Christopher Coombe

Personal information
- Full name: Christopher Wayne Coombe
- Born: 13 July 1993 (age 33) Walvis Bay, Namibia
- Batting: Right-handed
- Bowling: Right-arm medium-fast
- Role: All-rounder

International information
- National side: Namibia;

Career statistics
| Competition | FC | LA | T20 |
| Matches | 24 | 18 | 19 |
| Runs scored | 438 | 102 | 61 |
| Batting average | 12.88 | 8.50 | 8.71 |
| 100s/50s | -/- | -/- | -/- |
| Top score | 44 | 33 | 15 |
| Balls bowled | 2,066 | 526 | 270 |
| Wickets | 827 | 14 | 15 |
| Bowling average | 49.77 | 37.21 | 27.21 |
| 5 wickets in innings | 1 | - | - |
| 10 wickets in match | - | - | - |
| Best bowling | 5/71 | 4/37 | 3/35 |
| Catches/stumpings | 12/– | 2/– | 7/– |
- Source: Cricinfo, 12 October 2019

= Christopher Coombe =

Namibian cricketer (born 1993)

Christopher Coombe (born 13 July 1993) is a Namibian cricketer who now coaches in New Zealand.

Coombe was selected as part of Namibia's squad for the 2015 ICC World Twenty20 Qualifier tournament. In August 2018, he was named in Namibia's squad for the 2018 Africa T20 Cup. In October 2018, he was named in Namibia's squad in the Southern sub region group for the 2018–19 ICC World Twenty20 Africa Qualifier tournament in Botswana.

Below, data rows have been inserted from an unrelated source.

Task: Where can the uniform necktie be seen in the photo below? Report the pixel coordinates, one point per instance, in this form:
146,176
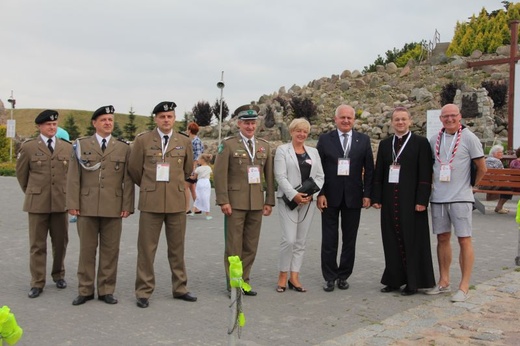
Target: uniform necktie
345,141
49,145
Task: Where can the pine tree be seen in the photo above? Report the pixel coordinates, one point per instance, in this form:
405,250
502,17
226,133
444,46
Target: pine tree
130,128
71,127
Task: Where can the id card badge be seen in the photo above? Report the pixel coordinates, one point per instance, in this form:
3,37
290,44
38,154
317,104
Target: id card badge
253,174
163,171
393,174
343,166
445,174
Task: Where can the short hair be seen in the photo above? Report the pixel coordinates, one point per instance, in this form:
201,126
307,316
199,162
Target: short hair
496,148
400,109
300,123
193,127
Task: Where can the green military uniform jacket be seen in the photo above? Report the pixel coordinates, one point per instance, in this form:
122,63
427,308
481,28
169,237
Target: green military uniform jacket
43,176
231,179
159,196
105,191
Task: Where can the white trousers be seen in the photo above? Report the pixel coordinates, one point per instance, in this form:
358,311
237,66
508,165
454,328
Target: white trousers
294,234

Coombe began playing cricket in New Zealand in 2019. In 2022 he was appointed as Taranaki's first Director of Cricket, with overall responsibility for coaching in the Taranaki region as well as being the head coach for the Taranaki team. Under Chris’ leadership, Taranaki won the Hawke Cup off Hawke's Bay cricket team in 2025 and defended the tital through its remaining challenges finishing the 2025 season unbeaten.

In 2026, Coombe was appointed as Head of High Performance at Samoa Cricket and head coach of the Samoa national cricket team. He led Samoa at the 2026 Men's T20 World Cup East Asia-Pacific Sub-regional Qualifier tournament in Japan, where the team finished in third place.